At least he said he’s exploring a 2028 bid in a social media post on Monday. That the post includes the phrase “men fight back” suggests Bovino’s potential bid is likely to be rooted in the cringeworthy masculinity rhetoric we’ve heard out of the MAGA movement over the past few years in particular.
NewsNation is reporting I’m exploring a run for President in 2028.
— Gregory K Bovino (@GregoryKBovino) June 8, 2026
Here’s the truth: My one and only priority is deporting the 106 million illegals who are here. That’s it.
The grassroots support I’m seeing tells me the polls are completely wrong…
If I’m getting this much… https://t.co/L0bttQYgEG
Bovino seems to be carving a lane for himself to emerge as a stalwart of the furthest-right fringe of the MAGA movement. At the conference in Portugal, he attacked the Trump administration for purportedly not being extreme enough in its mass deportation agenda and made the same baseless claim he made in the tweet above: that there are at least 100 million undocumented immigrants in the United States. To be clear, this would mean about one-third of all U.S. residents are undocumented, which is a fanciful assertion.
What’s not clear is whether there’s much of a constituency for a Bovino presidential bid, even among the MAGA movement. His mass deportation proposals align with beliefs espoused by the far-right “Mass Deportation Coalition,” a group of right-wing organizations that want Trump to ramp up his assault on immigrants.

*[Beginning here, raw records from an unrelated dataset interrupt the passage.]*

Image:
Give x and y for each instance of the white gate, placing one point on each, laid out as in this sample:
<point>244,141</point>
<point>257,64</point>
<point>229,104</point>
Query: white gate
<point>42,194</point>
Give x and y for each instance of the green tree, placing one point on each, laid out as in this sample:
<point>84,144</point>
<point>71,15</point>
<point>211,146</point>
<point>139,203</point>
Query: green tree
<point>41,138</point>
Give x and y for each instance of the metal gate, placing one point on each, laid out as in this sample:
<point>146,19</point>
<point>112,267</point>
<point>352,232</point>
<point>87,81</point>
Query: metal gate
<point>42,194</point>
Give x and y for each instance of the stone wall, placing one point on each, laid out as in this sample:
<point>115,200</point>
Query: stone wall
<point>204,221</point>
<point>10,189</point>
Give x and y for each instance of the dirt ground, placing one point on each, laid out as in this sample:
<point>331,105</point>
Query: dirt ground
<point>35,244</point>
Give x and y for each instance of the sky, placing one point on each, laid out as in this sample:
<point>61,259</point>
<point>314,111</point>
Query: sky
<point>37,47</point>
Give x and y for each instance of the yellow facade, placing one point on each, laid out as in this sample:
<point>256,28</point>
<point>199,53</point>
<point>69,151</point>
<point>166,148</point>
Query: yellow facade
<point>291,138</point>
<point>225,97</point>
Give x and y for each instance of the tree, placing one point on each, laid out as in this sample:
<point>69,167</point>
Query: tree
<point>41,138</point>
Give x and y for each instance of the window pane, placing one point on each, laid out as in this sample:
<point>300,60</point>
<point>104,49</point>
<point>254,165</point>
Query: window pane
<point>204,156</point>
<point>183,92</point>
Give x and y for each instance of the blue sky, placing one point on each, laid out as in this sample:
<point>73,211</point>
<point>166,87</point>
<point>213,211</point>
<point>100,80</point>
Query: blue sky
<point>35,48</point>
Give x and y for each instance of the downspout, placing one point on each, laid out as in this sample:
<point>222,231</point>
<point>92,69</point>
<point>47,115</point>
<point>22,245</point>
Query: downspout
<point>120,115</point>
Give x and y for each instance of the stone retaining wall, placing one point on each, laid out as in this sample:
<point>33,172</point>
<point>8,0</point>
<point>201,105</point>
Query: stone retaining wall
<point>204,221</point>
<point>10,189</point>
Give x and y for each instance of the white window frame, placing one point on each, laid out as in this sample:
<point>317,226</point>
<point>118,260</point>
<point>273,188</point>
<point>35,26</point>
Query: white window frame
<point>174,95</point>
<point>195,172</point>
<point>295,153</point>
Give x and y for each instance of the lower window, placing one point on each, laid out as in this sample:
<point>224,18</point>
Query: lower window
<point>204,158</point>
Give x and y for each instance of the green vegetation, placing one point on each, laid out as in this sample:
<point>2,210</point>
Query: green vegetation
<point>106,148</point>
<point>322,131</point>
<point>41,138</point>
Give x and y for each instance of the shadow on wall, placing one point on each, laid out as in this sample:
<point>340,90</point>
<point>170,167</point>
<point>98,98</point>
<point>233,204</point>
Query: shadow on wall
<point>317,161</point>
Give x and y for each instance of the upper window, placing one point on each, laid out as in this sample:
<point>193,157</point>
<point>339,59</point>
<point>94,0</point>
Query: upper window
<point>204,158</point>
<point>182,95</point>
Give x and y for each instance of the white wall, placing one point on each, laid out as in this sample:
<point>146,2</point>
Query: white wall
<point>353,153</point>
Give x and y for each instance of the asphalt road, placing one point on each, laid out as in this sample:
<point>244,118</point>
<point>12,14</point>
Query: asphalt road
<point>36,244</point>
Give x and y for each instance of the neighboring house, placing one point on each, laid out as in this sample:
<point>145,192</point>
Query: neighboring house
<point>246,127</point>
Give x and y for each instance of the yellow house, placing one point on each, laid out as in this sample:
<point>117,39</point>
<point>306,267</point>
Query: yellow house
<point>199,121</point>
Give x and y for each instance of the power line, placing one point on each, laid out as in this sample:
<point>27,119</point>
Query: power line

But Bovino’s rhetoric and tactics are arguably a key reason why polls at the start of the year showed a majority of Americans believed the Trump administration’s anti-immigration strategy had gone too far. And as my colleague Steve Benen noted in January, Bovino racked up a list of scandals and controversies so long during his time as border chief that even Trump was forced to admit he’s a “pretty out-there kind of guy,” seemingly alluding to his extremist tendencies.
But if there’s anything to take away from Bovino’s floating of a presidential bid, it’s that he’s among a list of conservatives jockeying to lead the MAGA movement after Donald Trump is no longer president.